Dec. 28 (Bloomberg) -- Oil fell for a second day as gasoline supplies climbed to a nine-month high on weaker demand and as U.S. lawmakers gave little sign that they will reach an agreement to avert a fiscal crisis.
Prices dropped as much as 0.6 percent after the Energy Department said gasoline stocks rose to 223.1 million barrels last week and distillate inventories increased. President Barack Obama summoned congressional leaders to a meeting three days before a year-end deadline to avoid $600 billion in spending cuts and tax increases, collectively known as the fiscal cliff.
“We have a big gain in gasoline stocks and demand has been really soft,” said Bill O’Grady, chief market strategist at Confluence Investment Management in St.

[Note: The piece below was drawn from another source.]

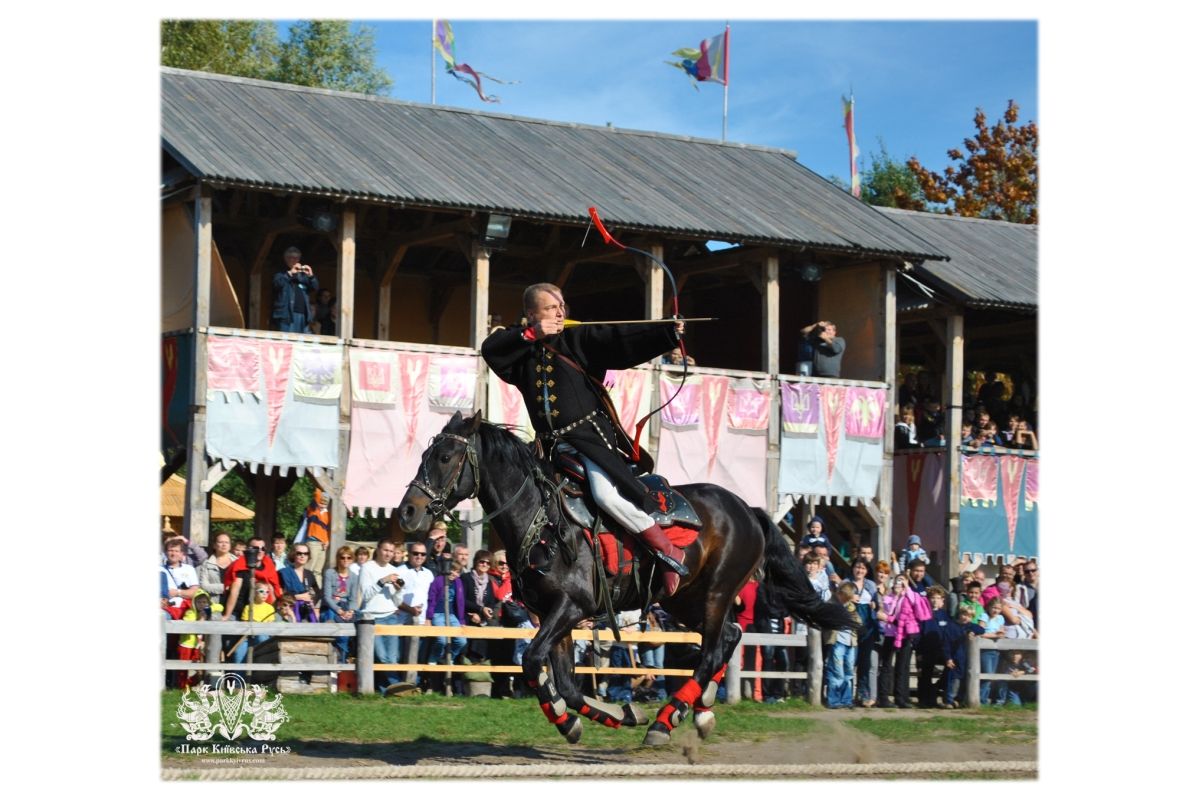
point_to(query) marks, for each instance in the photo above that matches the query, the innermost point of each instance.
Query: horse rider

Louis, which oversees $1.4 billion. “The president is going to sit down this afternoon with everybody. I don’t think they’ll get a lot done.”
West Texas Intermediate oil for February delivery fell 21 cents to $90.66 a barrel at 12:51 p.m. on the New York Mercantile Exchange. Prices have gained 2.3 percent this week.
Oil traded at $91.24 a barrel before the release of the report at 11 a.m. in Washington, two days later than usual because of the Christmas holiday. Trading volume for WTI futures contracts was down 49 percent from the 100-day average.
Brent oil for February settlement slid 61 cents, or 0.6 percent, to $110.19 a barrel on the London-based ICE Futures Europe exchange. The number of contracts trading was 45 percent lower than the 100-day average. The European benchmark crude was at a premium of $19.60 to WTI.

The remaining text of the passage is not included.